Scaling Atomistic Protein Binder Design with Generative Pretraining and Test-Time Compute
Abstract
Protein interaction modeling is central to protein design, which has been transformed by machine learning with broad applications in drug discovery and beyond. In this landscape, structure-based de novo binder design is most often cast as either conditional generative modeling or sequence optimization via structure predictors ("hallucination"). We argue that this is a false dichotomy and propose Complexa, a novel fully atomistic binder generation method unifying both paradigms. We extend recent flow-based latent protein generation architecture and leverage the domain-domain interactions of monomeric computationally predicted protein structures to construct Teddymer, a new large-scale dataset of synthetic binder-target pairs for pretraining. Combined with high-quality experimental multimers, this enables training a strong base model.
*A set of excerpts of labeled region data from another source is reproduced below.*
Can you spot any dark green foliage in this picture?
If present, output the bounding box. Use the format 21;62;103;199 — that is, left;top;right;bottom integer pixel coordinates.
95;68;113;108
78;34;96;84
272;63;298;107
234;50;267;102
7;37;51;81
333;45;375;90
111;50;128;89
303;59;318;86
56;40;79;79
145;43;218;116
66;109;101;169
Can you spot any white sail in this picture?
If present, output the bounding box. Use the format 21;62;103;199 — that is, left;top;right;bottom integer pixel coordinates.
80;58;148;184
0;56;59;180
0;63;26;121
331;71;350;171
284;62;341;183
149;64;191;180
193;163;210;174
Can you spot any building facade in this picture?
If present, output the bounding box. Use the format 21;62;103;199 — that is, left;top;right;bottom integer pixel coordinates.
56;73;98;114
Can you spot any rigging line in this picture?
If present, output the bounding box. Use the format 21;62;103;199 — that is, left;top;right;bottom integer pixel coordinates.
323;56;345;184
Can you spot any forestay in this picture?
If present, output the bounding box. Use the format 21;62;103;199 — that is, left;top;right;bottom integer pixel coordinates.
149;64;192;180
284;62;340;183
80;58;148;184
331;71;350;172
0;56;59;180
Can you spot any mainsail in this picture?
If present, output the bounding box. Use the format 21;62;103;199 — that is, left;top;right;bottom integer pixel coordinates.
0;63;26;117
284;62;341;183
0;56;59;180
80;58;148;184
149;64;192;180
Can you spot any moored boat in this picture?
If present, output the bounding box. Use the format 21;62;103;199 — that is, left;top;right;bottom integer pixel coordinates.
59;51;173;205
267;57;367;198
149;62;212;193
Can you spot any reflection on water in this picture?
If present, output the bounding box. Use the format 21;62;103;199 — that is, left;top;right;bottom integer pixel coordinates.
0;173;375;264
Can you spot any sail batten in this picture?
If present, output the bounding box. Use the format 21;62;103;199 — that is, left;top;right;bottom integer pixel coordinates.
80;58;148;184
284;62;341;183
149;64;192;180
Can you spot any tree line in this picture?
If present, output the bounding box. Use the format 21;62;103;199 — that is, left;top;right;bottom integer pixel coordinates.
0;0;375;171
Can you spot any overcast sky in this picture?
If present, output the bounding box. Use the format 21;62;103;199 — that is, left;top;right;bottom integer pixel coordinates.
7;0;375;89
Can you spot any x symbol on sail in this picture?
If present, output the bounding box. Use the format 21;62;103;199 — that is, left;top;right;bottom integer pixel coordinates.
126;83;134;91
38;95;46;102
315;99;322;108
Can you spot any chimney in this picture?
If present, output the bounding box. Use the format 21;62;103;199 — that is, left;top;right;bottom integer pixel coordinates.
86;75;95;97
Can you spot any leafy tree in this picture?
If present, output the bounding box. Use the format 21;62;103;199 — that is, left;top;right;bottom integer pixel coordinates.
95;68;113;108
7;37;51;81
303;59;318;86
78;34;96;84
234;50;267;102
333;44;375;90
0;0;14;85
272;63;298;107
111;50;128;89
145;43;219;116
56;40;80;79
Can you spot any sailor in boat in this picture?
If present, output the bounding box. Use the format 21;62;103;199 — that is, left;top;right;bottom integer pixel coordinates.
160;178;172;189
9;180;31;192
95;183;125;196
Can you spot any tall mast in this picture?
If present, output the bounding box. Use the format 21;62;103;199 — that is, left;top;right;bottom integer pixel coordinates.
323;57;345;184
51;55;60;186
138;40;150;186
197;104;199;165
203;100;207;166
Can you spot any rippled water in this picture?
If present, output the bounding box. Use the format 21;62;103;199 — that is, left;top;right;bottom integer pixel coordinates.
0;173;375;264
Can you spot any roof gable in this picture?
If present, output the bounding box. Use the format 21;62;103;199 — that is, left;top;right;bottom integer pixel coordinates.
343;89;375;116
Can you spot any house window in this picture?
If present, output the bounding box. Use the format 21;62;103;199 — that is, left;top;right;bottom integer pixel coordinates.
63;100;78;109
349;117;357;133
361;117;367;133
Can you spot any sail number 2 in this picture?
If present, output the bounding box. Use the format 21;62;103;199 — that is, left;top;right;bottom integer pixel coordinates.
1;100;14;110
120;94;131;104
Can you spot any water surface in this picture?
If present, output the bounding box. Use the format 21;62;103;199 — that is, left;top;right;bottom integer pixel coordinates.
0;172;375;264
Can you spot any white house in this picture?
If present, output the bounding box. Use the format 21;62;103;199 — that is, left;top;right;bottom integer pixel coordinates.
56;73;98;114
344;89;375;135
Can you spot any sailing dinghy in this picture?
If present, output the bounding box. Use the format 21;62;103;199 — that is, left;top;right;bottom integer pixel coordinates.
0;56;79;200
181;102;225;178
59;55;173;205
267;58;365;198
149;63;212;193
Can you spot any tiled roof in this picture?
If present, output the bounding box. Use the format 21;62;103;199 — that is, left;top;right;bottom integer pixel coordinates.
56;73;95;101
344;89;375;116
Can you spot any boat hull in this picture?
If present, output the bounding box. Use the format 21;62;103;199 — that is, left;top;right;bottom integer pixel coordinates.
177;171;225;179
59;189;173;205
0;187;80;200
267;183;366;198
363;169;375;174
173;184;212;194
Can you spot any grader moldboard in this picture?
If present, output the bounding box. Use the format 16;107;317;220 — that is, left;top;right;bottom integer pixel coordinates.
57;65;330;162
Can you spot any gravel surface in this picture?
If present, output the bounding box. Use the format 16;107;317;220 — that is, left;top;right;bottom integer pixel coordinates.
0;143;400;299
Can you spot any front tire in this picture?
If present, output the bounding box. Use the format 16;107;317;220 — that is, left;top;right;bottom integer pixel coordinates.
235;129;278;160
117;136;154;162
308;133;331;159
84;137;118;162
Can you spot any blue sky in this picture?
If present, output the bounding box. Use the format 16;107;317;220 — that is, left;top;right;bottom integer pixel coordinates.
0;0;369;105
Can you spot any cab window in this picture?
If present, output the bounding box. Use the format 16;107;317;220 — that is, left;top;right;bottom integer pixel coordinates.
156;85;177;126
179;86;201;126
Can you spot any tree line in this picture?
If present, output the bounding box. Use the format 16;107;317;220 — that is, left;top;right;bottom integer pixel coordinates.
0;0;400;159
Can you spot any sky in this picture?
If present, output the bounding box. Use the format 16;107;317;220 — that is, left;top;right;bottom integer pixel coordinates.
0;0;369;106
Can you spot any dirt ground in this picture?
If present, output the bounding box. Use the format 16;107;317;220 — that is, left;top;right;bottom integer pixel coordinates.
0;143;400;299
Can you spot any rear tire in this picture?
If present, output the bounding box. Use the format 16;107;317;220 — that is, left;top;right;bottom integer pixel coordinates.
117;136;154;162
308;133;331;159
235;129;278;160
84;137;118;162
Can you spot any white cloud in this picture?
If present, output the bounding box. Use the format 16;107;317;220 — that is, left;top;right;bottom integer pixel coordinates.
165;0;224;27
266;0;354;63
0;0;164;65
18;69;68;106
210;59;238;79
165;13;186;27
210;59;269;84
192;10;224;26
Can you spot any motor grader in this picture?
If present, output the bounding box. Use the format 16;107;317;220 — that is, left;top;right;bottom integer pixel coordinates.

We then perform inference-time optimization with this generative prior, unifying the strengths of previously distinct generative and hallucination methods. Complexa sets a new state of the art in computational binder design benchmarks: it delivers markedly higher in-silico success rates than existing generative approaches, and our novel test-time optimization strategies greatly outperform previous hallucination methods under normalized compute budgets. We further demonstrate explicit interface hydrogen bond optimization, fold class-guided binder generation, and extensions to small molecule targets and enzyme design tasks, again surpassing prior methods. Code, models and new data will be publicly released.